Rape, sexual enslavement, and other forms of violence against women are prevalent in the camps. Militias have continued cross-border incursions, firing machine guns and throwing grenades at UN peacekeepers and East Timorese.
La’o Hamutuk (“walking together” in Tetum, East Timor’s indigenous language) is a joint East Timorese-international organization, which has provided consistent support for grassroots voices like the NGO Forum.
The International Federation for East Timor, a coalition of solidarity groups that coordinated UN-accredited observers who monitored the 1999 referendum process, helped create La’o Hamutuk, which exists “to monitor and to report on the activities of the principal international institutions present in Timor Loro Sa’e as they relate to the physical and social reconstruction of the country.”
Its bulletin (available in English, Indonesian and Tetum at www.etan.org/lh) provides excellent coverage of UN, World Bank and international non-governmental organizations in East Timor.
The LH bulletin has protested inadequate representation of East Timorese in the interim government of the UN Transitional Authority in East Timor (UNTAET), and has published documentation of the staggering differential in UN salaries between international and East Timorese workers.

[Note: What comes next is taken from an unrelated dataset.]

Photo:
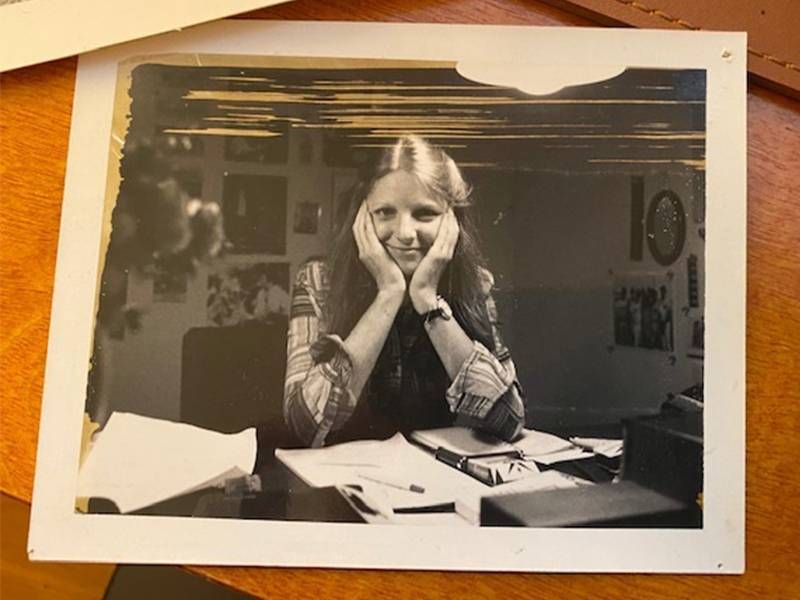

Though it is not necessarily unreasonable that international workers should be adequately compensated to cover their expenses at home in the “developed world,” it is unconscionable that the average international staff person is paid more than thirty times the average local UNTAET staffer.
Given that East Timor is a communal society in which more fortunate people support those in need and, thanks in no small part to the dictates of the IMF and the World Bank, East Timorese unemployment hovers at around eighty percent, the several thousand East Timorese employed by the UN (who make an average of $240 per month) are supporting extended networks on pay inadequate for a single person.
Salaries for East Timorese employed by the East Timor Transitional Authority (ETTA) are even lower, averaging $123 a month. The ETTA will become East Timor’s administration when UNTAET leaves next year, and officials justify low salaries by asserting that there is not enough money available to pay local staff the same level the UN pays.
Meanwhile UN “volunteers” receive an average of $2,250 per month, contributing to inflation and other distortions of East Timor’s economy.
In prioritizing open markets, which a high-ranking UN official called “the only remotely viable means of pulling billions of people out of the abject poverty in which they find themselves,” the UN and World Bank are supporting a two-tier economy.
Grassroots Assistance Needed
A U.S. activist working in East Timor recently wrote, “My mom read that the kids here don’t have notebooks and wanted to help — the thing she can do that will best insure long term notebooks for the masses is press the U.S. government to push Indonesia to disarm the militia, leave the border alone, send the refugees back and allow an international tribunal! Without that, resources will be squandered arming the border and squabbling with the militias.”
East Timorese working for alternatives to the “Washington consensus” on development priorities need the continued solidarity of U.S.-based activists in their struggle. Ties to grassroots activists and organizations in East Timor, and initiatives like the “Sister City” project between the East Timor Action Network’s Madison, Wisconsin, chapter and the East Timorese town of Ainaro, will be of continuing importance.
And as the State Department and Pentagon move toward “reengagement” with the Indonesian armed forces, ETAN will work with the newly-formed Indonesia Human Rights Network and other anti-militarist groups to oppose aid to Jakarta’s armed forces, and to push for both an international tribunal for war crimes committed in East Timor and a return of all forcibly displaced East Timorese who wish to return to their homeland.